Again, my error.  I guess Google auto-corrected my spelling when I did  the search and I did not notice.  It happens and unfortunately I don't  always notice.

And as I admitted above ("My mistake using melting  point in that sentence"), I made the error of misremembering what  IrishLass said about 190.  I do understand that safe use temps and  melting temps are two different things.


Again, I stand corrected.   I will go back and correct my errors in my previous post so as not to mis-lead anyone.


----------



## DeeAnna (Sep 27, 2016)

Hi, Earlene -- The point is to learn more about our craft and to pass on good information so others learn too. You're doing fine! --D


----------



## topofmurrayhill (Sep 27, 2016)

earlene said:


> Regarding stainless steel, then would you recommend against purchasing this 18/0 stainless steel pitcher from Brambleberry?



Just BTW, bagels are not authentically made with lye but pretzels are.

I would not buy the 18/0 pitcher. It might be okay for light use, but it's not the type of steel you ideally want for lye, and better alternatives aren't hard to find. The problem is the second number being zero. A magnet will probably stick to that pitcher because it has no nickel content. It wouldn't have as much corrosion resistance as you would want.

For soaping use, it would be better to use austenitic steel labeled something like 18/8, 18/10 or 300-series (304, etc.). It's pretty common. Although not impervious to lye, the vulnerability is based on concentration and temperature. Maybe avoid using it if you're mixing up 50% lye solutions, but under typical conditions it should be very resistant to lye. Personally would use plastic for storage.


----------



## earlene (Sep 28, 2016)

topofmurrayhill said:


> Just BTW, bagels are not authentically made with lye but pretzels are.
> 
> I would not buy the 18/0 pitcher. It might be okay for light use, but it's not the type of steel you ideally want for lye, and better alternatives aren't hard to find. The problem is the second number being zero. A magnet will probably stick to that pitcher because it has no nickel content. It wouldn't have as much corrosion resistance as you would want.
> 
> For soaping use, it would be better to use austenitic steel labeled something like 18/8, 18/10 or 300-series (304, etc.). It's pretty common. Although not impervious to lye, the vulnerability is based on concentration and temperature. Maybe avoid using it if you're mixing up 50% lye solutions, but under typical conditions it should be very resistant to lye. Personally would use plastic for storage.
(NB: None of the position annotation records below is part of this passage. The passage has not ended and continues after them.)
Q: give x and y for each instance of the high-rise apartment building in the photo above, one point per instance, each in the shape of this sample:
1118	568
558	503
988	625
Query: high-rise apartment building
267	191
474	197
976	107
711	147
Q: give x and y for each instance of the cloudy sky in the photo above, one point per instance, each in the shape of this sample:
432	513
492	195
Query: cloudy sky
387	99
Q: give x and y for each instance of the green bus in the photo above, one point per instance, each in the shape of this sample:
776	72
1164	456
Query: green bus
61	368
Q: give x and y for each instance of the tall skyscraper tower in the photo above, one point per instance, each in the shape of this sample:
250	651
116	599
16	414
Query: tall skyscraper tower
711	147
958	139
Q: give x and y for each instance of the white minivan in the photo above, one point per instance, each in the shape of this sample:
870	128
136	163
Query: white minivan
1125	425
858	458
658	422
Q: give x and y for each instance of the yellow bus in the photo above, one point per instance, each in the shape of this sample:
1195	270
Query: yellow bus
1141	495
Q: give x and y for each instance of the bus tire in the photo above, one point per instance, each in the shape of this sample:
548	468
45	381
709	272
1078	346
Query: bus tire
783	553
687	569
Thank you, TOMH.  I actually don't use steel for mixing lye, but do for cooking soap sometimes (not often as I prefer the crockpot).  However I have considered buying a SS pitcher sometime in the future at the local Restaurant Supply house we used to use when we had a restaurant.  One reason I have not done so is the added weight factor, and another is that I don't go near there very often anymore.


----------



## Arimara (Sep 28, 2016)

topofmurrayhill said:


> Just BTW, bagels are not authentically made with lye but pretzels are.
> 
> I would not buy the 18/0 pitcher. It might be okay for light use, but it's not the type of steel you ideally want for lye, and better alternatives aren't hard to find. The problem is the second number being zero. A magnet will probably stick to that pitcher because it has no nickel content. It wouldn't have as much corrosion resistance as you would want.
> 
> For soaping use, it would be better to use austenitic steel labeled something like 18/8, 18/10 or 300-series (304, etc.). It's pretty common. Although not impervious to lye, the vulnerability is based on concentration and temperature. Maybe avoid using it if you're mixing up 50% lye solutions, but under typical conditions it should be very resistant to lye. Personally would use plastic for storage.



Good to know, even though I'm still not mixing lye in a stainless steel pitcher. And as for the bagel info, does it really matter? NYC still has the best bagels there are, even within the state (upstate NY tried and FAILED )


----------



## topofmurrayhill (Sep 28, 2016)

Arimara said:


> And as for the bagel info, does it really matter? NYC still has the best bagels there are, even within the state (upstate NY tried and FAILED )



They are indeed the best, and it matters if you want to make them. I did a lot of research into that and initially was frustrated by conflicting information about how bagels are made. However, there used to be a union of bagel makers here, and while some details may vary between bakeries, certain basic principles apply to the authentic NYC product. And it's not the water.


----------



## Arimara (Sep 28, 2016)

topofmurrayhill said:


> They are indeed the best, and it matters if you want to make them. I did a lot of research into that and initially was frustrated by conflicting information about how bagels are made. However, there used to be a union of bagel makers here, and while some details may vary between bakeries, certain basic principles apply to the authentic NYC product. And it's not the water.



Good to know. :mrgreen:


----------